IBS patients may also experience non-gut symptoms including fatigue, backache, headache, period problems, irritable bladder and pelvic pain. Chronic fatigue syndrome, fibromyalgia and psychological disorders such as anxiety and depression are also more common in IBS patients.
In contrast, ulcerative colitis typically presents with bloody diarrhoea and cramps. There may be night-time calls to the toilet which shouldn’t happen in IBS. Crohn’s disease patients may have abdominal pain, weight loss and diarrhoea although the symptoms vary according to the segment of the intestines that are affected.
Investigations in IBS are typically normal- bloods, stool and colonoscopy. This contrasts with IBD patients, where blood tests may demonstrate inflammation with raised ESR and CRP levels, stool samples may also suggest active inflammation using a relatively new investigation called faecal calprotectin, and of course the colonoscopy will show an inflamed lining to the inside of the colon with ulcers and red patches of varying severity. Biopsy samples will help determine whether the inflammation is due to Crohn’s or ulcerative colitis. Crohn’s can affect any part of the intestine and may be interspersed with normal segments, whereas colitis is continuous involving the rectum and extending up the colon (large intestine) but not involving the small intestine.

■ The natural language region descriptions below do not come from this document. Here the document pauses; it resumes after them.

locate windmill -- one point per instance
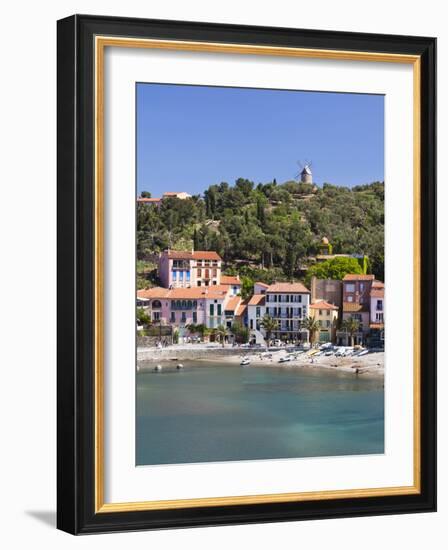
(305, 175)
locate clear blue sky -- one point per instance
(189, 137)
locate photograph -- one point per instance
(260, 274)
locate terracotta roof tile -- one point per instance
(206, 255)
(155, 292)
(288, 288)
(353, 307)
(241, 309)
(230, 280)
(192, 255)
(355, 277)
(257, 300)
(233, 303)
(323, 305)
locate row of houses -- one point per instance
(195, 292)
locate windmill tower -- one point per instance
(306, 176)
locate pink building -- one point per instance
(185, 269)
(180, 307)
(356, 305)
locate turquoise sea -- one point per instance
(221, 412)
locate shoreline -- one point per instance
(371, 365)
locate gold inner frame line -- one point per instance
(101, 42)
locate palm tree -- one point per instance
(312, 326)
(351, 326)
(220, 333)
(270, 325)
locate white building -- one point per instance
(288, 303)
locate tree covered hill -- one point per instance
(268, 227)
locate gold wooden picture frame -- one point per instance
(82, 41)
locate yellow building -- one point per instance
(327, 315)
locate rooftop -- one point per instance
(233, 303)
(356, 277)
(288, 288)
(257, 300)
(323, 305)
(353, 307)
(264, 285)
(145, 199)
(192, 255)
(230, 280)
(155, 292)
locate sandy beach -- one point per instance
(371, 364)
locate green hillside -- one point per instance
(266, 231)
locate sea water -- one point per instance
(220, 412)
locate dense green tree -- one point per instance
(336, 268)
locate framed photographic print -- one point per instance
(246, 274)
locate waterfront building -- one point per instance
(153, 201)
(180, 307)
(260, 288)
(288, 304)
(185, 269)
(176, 195)
(376, 337)
(327, 315)
(356, 305)
(328, 290)
(233, 282)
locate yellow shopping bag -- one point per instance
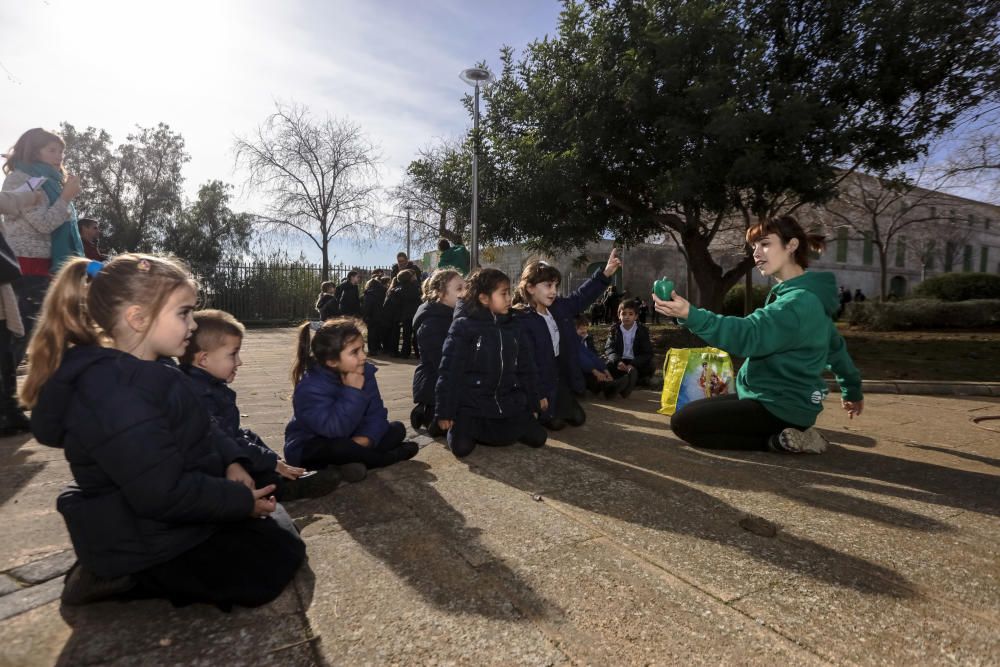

IBS does not produce the destructive inflammation found in IBD, so in many respects it is a less serious condition. It doesn’t result in permanent harm to the intestines, intestinal bleeding, or the harmful complications that may occur with IBD. People with IBS are not at higher risk for colon cancer, nor are they more likely to develop IBD or other gastrointestinal diseases. IBS seldom requires hospitalisation, and treatment does not involve surgery or powerful medications, such as steroids or immunosuppressives. However we shouldn’t underestimate the negative impact that IBS has on the lives of those affected by it in terms of pain, quality of life, planning where the toilets are, lack of confidence eating out, etc.
The treatments are also very different. Most patients with IBS will be managed with anti-spasmodics, laxatives or Loperamide with attention to dietary and stress triggers. However patients with IBD usually require long term drug therapy ranging in potency from maintenance mesalazine to steroids and immunosuppressants to biologics such as Humira and Infliximab and even surgery.
Like all conditions there is a spectrum of severity in both IBS and IBD. Most patients are well most of the time. There is also no reason why a patient with IBD will not develop IBS – this poses a challenge for the Dr who needs to make a careful evaluation in order to avoid escalating the steroids or immunomodulators when the symptoms are in fact due to IBS. By paying attention to the patient’s history and arranging some simple investigations which include a colonoscopy, the vast majority of patients can come away from the gastroenterology clinic with a definite diagnosis.